IoT: The Internet and the Thing Were Never the Hard Part
The technology worked. That was almost the whole problem.
By the mid-2010s, you could attach a sensor to almost anything and get data back to a dashboard within minutes. Temperature. Humidity. Pressure. Vibration. Location. Fill levels. Energy consumption. Brake conditions. Door status. Water leakage. Machine anomalies. The hardware was cheap. Connectivity was available. Cloud storage cost almost nothing.
The pitch was clean: replace a dumb device with a smart one, detect problems before they become expensive, automate the response, show the ROI on a slide. Customers nodded. Pilots launched. The proofs-of-concept worked.
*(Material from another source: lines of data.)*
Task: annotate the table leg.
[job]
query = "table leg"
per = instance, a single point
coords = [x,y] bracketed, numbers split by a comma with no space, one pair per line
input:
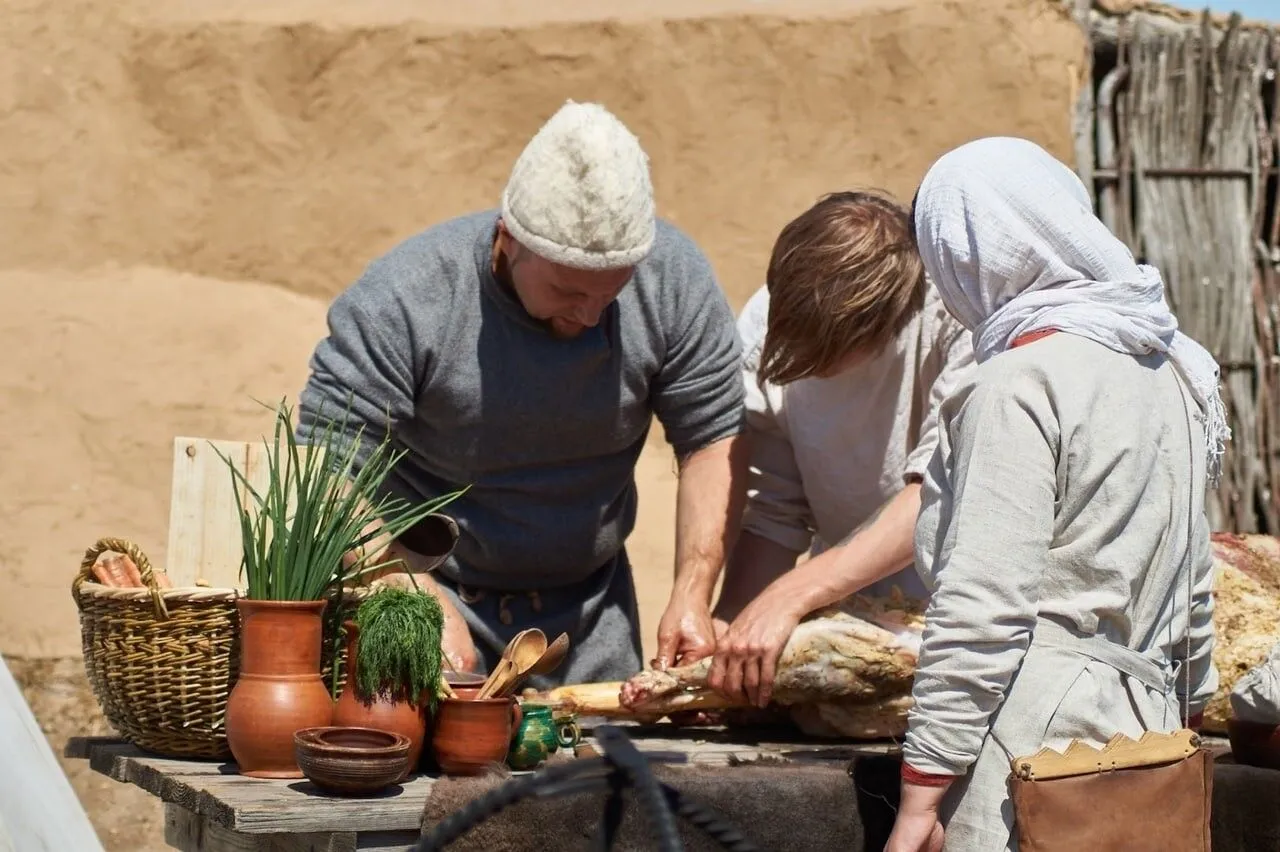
[195,833]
And then almost nothing scaled.
Not because the sensors failed. Because the industry had mistaken the technical problem for the actual one.
When Sensors Start Measuring People
The easy cases in IoT are easy for a specific reason.
A flood sensor does not care who watches it. A transformer does not worry about how its vibration data will be used next year. A parking space does not suspect the city is building a behavioral profile. When the sensor measures a physical condition with no human attached to the consequence, adoption is straightforward. The benefit is immediate. The perceived risk is low.
The friction arrives the moment data stops describing a condition and starts describing a person.